第三章
[8]前話
「あんたそう言う割にはね」
「どうしたの?」
「随分楽しそうね」
こう言うのだった。
「どうにも」
「それはね」
否定しない返事だった。
「退屈しないし愛嬌があって何かと癒されて」
「悪いこと以上によね」
「遥かにいいことをいつも貰ってるから」
文音に微笑んで話した。
「一緒にいてね」
「いいのね」
「そうよ、これからもね」
「一緒に暮らしていくのね」
「そうしていくわ、これからも変わらないわ」
「ニャア」
沙都美が文音に笑顔で答えるとだった。
マロンは起きてそのうえで二人のところにゆっくりと歩いてきた、そして二人が囲んでいるテーブルの上に上がってだ。

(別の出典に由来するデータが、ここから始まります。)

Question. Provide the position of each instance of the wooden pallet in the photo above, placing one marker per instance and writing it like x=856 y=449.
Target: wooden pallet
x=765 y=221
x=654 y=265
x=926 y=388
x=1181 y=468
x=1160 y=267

自分の存在を誇示する様にその真ん中で座り込んだ、文音はそんな彼女を見て沙都美に対して尋ねた。
「これはどういうこと?」
「自分を見ろってことでしょうね」
沙都美はこう答えた。
「二人だけでお話してるからね」
「それなら自分を見ろって言うのね」
「自己主張してるのよ」
「そうなのね」
「これが猫よ、我儘でしょ」
「犬だとこうした時家族のところに来ても何お話してるのってお顔向ける位よ」
文音は自分の愛犬のことから話した。
「本当にそこはね」
「猫はこうだって思うでしょ」
「よくね。本当にそれが猫ね」
「そうよ、悪いでしょ」
「かなりね。けれどね」
文音も微笑んだ、そうして沙都美に話した。
「いいわね」
「そうでしょ」
沙都美も笑顔で応えてだった。
自然と猫用のじゃらしのおもちゃを出した、それをマロンの目の前でふりふりと動かして彼女を刺激してだった。
前足を出させて遊んだ、沙都美も文音もそんな状況を見て笑顔のままでいた。そうして猫のよさを実感するのだった。